Reference labels (the high-fidelity labels you use for the training set) must come from a consistent source. To be more concrete: imagine that you want to measure Teff and logg, and you think that the most reliable Teff comes from APOGEE, while the most reliable logg comes from Kepler. Then all of your reference Teff values must come from the same APOGEE dataset, and all of your reference logg values must come from the same Kepler dataset.

Spectra must be normalized in a consistent way that is independent of signal-to-noise (more precisely: the normalization procedure should be a linear operation on the data, so that it is unbiased as (symmetric) noise grows)

Spectra must be radial velocity shifted (so, spectral features should line up at the same wavelength values when two objects are compared)

Spectra must be sampled onto a common wavelength grid (all spectra must have the same start and stop wavelengths, and the same wavelength values)

Spectra must have a common line-spread function (cannot have different resolution)

Each flux value in the spectrum must be accompanied by an error bar (or an inverse variance)

A bad datapoint must be assigned an inverse variance of zero or very close to zero. Bad Data includes regions where there are many skylines, regions where sky subtraction is known to be an issue, and telluric regions.
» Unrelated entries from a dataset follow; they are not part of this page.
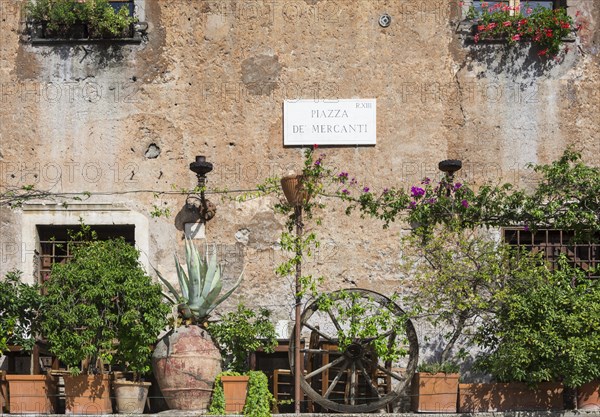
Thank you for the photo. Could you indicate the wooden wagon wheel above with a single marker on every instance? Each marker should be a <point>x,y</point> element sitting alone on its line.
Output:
<point>343,367</point>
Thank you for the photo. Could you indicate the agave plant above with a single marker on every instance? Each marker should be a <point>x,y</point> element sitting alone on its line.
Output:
<point>200,286</point>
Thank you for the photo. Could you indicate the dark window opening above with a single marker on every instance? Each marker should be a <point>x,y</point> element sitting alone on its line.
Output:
<point>581,252</point>
<point>54,240</point>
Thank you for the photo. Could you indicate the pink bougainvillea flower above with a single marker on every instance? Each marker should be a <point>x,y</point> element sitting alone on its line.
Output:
<point>417,191</point>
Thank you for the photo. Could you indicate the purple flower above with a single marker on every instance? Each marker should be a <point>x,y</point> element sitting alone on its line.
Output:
<point>417,191</point>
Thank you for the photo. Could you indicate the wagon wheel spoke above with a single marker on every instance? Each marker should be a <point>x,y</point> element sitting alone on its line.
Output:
<point>335,381</point>
<point>352,367</point>
<point>368,379</point>
<point>319,332</point>
<point>368,340</point>
<point>324,367</point>
<point>353,383</point>
<point>390,373</point>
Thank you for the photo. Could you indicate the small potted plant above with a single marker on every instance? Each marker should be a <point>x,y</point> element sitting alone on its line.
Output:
<point>19,311</point>
<point>238,334</point>
<point>99,308</point>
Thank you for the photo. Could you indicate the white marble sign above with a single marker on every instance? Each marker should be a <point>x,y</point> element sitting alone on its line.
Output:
<point>332,122</point>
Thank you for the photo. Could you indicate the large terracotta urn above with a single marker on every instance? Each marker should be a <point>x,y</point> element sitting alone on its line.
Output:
<point>186,362</point>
The spirit behind all of this is that the model you build with The Cannon, and which you ultimately use to fit all of the spectra, only knows about the labels and the symmetric (Gaussian) noise (S/N). It does not know about any other effects, such as those resulting from artifacts of using two different telescopes. The model does not know about all of the factors that go into the overall shape of a spectrum, nor does it know about line broadening due to rotation, nor the shifting of lines due to a nonzero radial velocity. It also doesn’t know about bad data or skylines – it will simply weight every pixel in the spectrum using its associated formal uncertainty.

When you are sure that your data obey all of the above criteria, you need to create six different Python numpy arrays. They are described below, together with the required shape.
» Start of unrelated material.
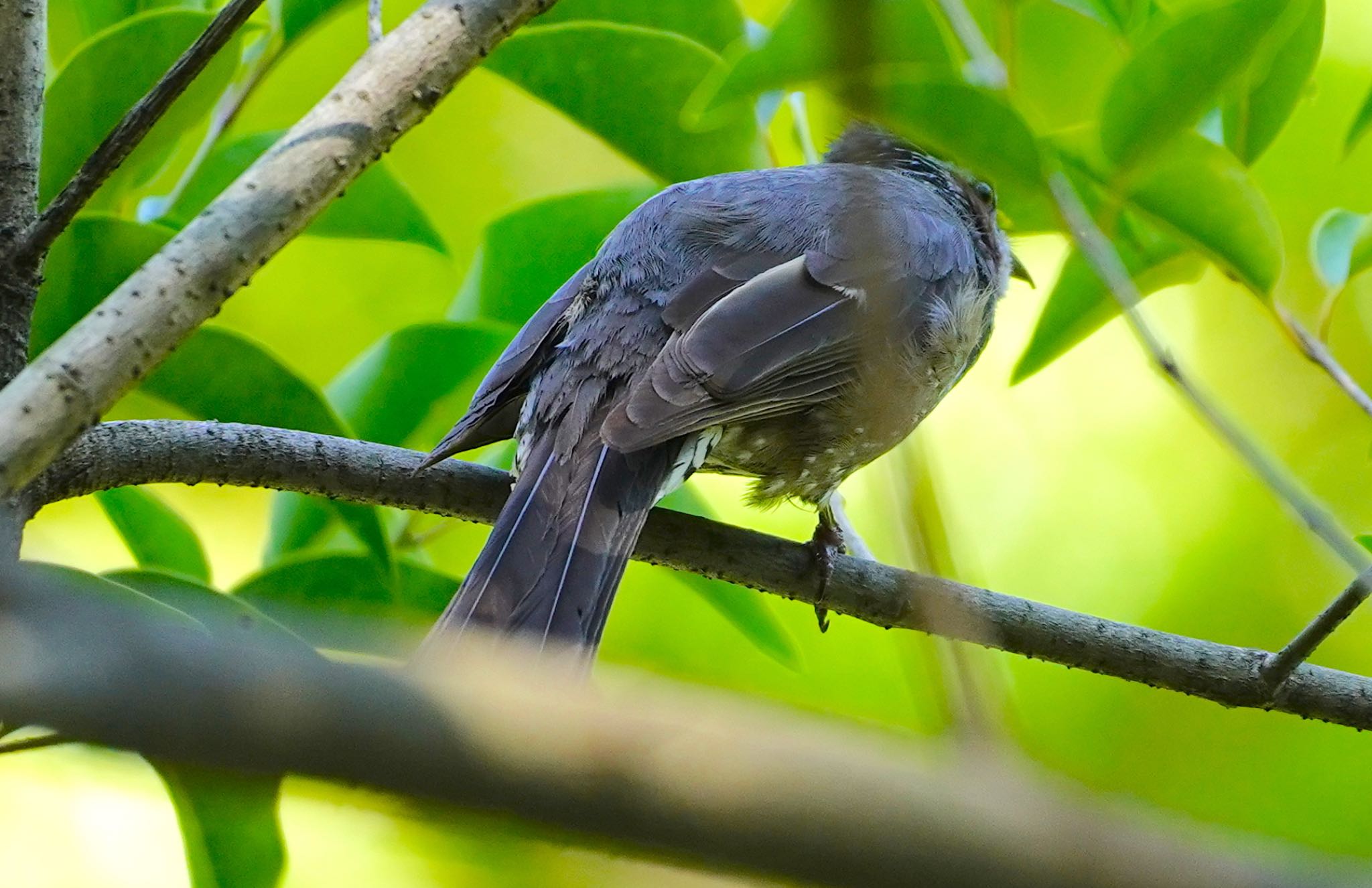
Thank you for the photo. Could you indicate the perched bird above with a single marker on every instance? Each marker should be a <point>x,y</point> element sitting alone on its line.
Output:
<point>786,324</point>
In case you’re new to Python, here’s a quick note on how to check the shape of a numpy array called my_array:

>>> import numpy as np
>>> my_array = np.array([1,2,3,4,5])
>>> print(my_array.shape)

That 1-D array has a shape (length) of 5. It is the same for a 2-D array:

>>> my_array = np.array([[1,2,3,4,5],[6,7,8,9,10]])
>>> print(my_array.shape)

That 2-D array is a shape (2,5): 2 rows, 5 columns.
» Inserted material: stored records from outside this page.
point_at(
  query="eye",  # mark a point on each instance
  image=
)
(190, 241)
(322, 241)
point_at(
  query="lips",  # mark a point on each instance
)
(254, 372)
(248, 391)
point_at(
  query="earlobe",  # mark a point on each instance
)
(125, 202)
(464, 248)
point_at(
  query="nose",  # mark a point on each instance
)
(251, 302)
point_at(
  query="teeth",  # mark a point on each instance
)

Now that you know how to check the shapes of your arrays, here is what you need:

Wavelength Grid
- This is a 1-D array of wavelength values with length [num_pixels]. This is the wavelength grid for all of the spectra in your dataset. It will look something like
  >>> my_wavelength_grid = np.array([3600, 3605, 3610, 3615, ...])
  where each value is the wavelength in Angstroms (or whatever unit you would like). To make this more concrete, if the number of pixels in your spectrum is 10,000, then running
  >>> print(my_wavelength_grid.shape)
  should print (10000). (You can name the array whatever you want; this is just an example.)
Flux Values of Training Spectra
- This is a 2-D array of flux (pixel intensity) values with the shape [num_training_objects x num_pixels]
Uncertainties in Flux Values of Training Spectra
- This is a 2-D array of inverse variance values with an identical shape to the training spectra: [num_training objects x num_pixels].
- The objects must be in the same order as in the Training Spectra array. That is, if Object A has its spectrum in Row 10 of the training spectra array, then it should have its uncertainties in Row 10 of the uncertainties array.
- Each inverse variance encodes the uncertainty on the corresponding flux value in the training spectra.
Training Labels
- This is a 2-D array of reference (high-fidelity) labels with shape [num_training_objects x num_labels]
- Again, the row order must correspond to the row order in the training spectra arrays.
Flux Values of Test Spectra
- Same as (2), except these are the objects you want to measure labels for, not the ones you have labels for already. So the shape should be [num_test_objects x num_pixels]
Uncertainties in Flux Values of Test Specra
- Same as (3), except these correspond to the flux values in (5).

Phew! Once you have all of those spectra in hand, and they meet the requirements listed above, you are ready to use The Cannon.